Bilirubin is a free radical scavenger with anti-inflammatory and antioxidant property [9], and is rarely reported to be associated with NEC in the literature. One report described that 4 cases of stage III NEC had lower total serum bilirubin than their mild or disease-free controls during the first 14 d of life [10]. Since serum bilirubin level is a function of the activity of UGT1A1, albumin binding, and the bilirubin load [11], it is difficult but will be important to determine if lower serum bilirubin concentration is a cause or an effect of NEC. As one of the mortality risk factors, GGT is involved in a lot of disease processes and therefore has been very often used by life insurance industries to predict future disease risk, and to the best of our knowledge, GGT has never been found to be related with NEC before. A relatively constant serum Ca2+ concentration is vital for cellular function and under strict control by the neural/humoral factors. It is unclear what causes serum Ca2+ lower in NEC neonates. Together, the role of Ca2+, bilirubin and GGT in NEC pathogenesis remains to be studied. Other parameters, such as platelet count, Na+, were also included in the routine tests but were found not much different from the control group (data not shown), which is in contrast with other reports [12,13]. Platelets were found significantly decreased for surgery NEC cases in preterm and underweight infants at diagnosis when compared with medical NEC cases [13].

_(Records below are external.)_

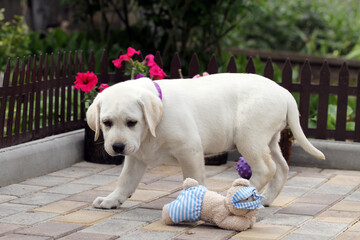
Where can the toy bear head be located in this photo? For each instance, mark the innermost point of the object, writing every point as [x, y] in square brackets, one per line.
[241, 198]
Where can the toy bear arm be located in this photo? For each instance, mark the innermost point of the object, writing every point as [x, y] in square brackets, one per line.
[189, 182]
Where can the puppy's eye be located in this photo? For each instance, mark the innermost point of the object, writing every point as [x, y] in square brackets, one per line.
[131, 123]
[107, 123]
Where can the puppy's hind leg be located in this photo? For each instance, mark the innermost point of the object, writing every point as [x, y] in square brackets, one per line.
[282, 169]
[257, 153]
[192, 164]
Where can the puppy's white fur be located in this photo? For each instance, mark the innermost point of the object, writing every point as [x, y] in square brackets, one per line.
[197, 117]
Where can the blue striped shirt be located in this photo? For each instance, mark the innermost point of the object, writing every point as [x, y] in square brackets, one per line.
[187, 206]
[239, 200]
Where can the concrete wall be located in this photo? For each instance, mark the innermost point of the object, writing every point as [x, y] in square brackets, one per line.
[50, 154]
[40, 157]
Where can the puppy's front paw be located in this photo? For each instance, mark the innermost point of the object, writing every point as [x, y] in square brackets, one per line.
[106, 203]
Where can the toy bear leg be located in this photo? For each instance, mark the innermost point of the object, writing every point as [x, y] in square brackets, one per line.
[165, 217]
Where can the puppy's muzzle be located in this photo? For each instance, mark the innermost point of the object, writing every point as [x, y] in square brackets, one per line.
[118, 148]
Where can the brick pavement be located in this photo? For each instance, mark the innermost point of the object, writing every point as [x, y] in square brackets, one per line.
[314, 204]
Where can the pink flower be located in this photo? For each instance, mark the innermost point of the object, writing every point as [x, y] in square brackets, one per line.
[85, 81]
[125, 57]
[102, 87]
[131, 52]
[156, 72]
[150, 60]
[198, 75]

The difference in research design, such as the nature of the studies (prospective vs. retrospective), the scale (large plus multicenter vs. small plus single institution), the test (invasive vs. non-invasive), the purpose (predictive, diagnostic, differentiating, prognostic etc.), and so on, makes result comparison complicated, and sometimes less meaningful. Nevertheless, as shown in the oversimplified Table 2, the specificity of the combination of GGT and Ca2+, is at the top of the list, only second to S100 A8/A9 [14], although its sensitivity (68.1%) is quite modest. Furthermore, serum GGT, TBil, Ca2+ levels are routinely tested for and therefore readily available. Unlike others [7,13], our biomarker candidates (either single or in combination) have no power to discriminate the 100 medical NEC cases from the 35 surgical ones (data not shown). However, combinational use of our 3 biomarker candidates altogether achieved an AUC of 0.908 with a specificity of 84.4% and sensitivity of 87.5%, outperformed any single or 2-combination use of them all (Table 2), which is similar to the case that combination of I-FABP/calprotectin improved diagnostic accuracy for NEC [15].

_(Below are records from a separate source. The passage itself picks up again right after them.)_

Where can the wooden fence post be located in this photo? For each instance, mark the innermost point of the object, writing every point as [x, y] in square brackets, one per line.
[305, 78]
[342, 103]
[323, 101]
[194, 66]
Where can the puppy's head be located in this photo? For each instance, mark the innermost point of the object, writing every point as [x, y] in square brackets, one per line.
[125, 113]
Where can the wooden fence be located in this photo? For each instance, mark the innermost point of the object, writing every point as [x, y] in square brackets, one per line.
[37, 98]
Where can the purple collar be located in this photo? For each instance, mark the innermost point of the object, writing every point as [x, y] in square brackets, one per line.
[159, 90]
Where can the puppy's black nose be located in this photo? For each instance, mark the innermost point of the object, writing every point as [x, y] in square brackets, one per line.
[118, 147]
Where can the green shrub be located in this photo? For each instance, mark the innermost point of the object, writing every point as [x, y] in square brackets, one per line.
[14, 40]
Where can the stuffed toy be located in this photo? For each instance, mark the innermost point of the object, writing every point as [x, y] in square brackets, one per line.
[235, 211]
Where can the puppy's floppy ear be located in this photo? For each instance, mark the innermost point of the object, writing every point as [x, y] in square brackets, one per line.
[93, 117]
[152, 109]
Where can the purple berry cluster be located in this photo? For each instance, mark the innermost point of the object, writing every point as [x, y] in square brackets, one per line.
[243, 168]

In conclusion, higher serum GGT levels, together with lower serum TBil and Ca2+ levels, are strongly correlated with NEC cases in term neonates of the Han nationality with normal birth weight. These 3 parameters and their combinational use are worth further study to verify their correlation with NEC in preterm and underweight neonates in a perspective design and to determine if they are risk factors for all NEC cases and whether anyone of them can reliably serve as NEC biomarker(s) for prediction and diagnosis.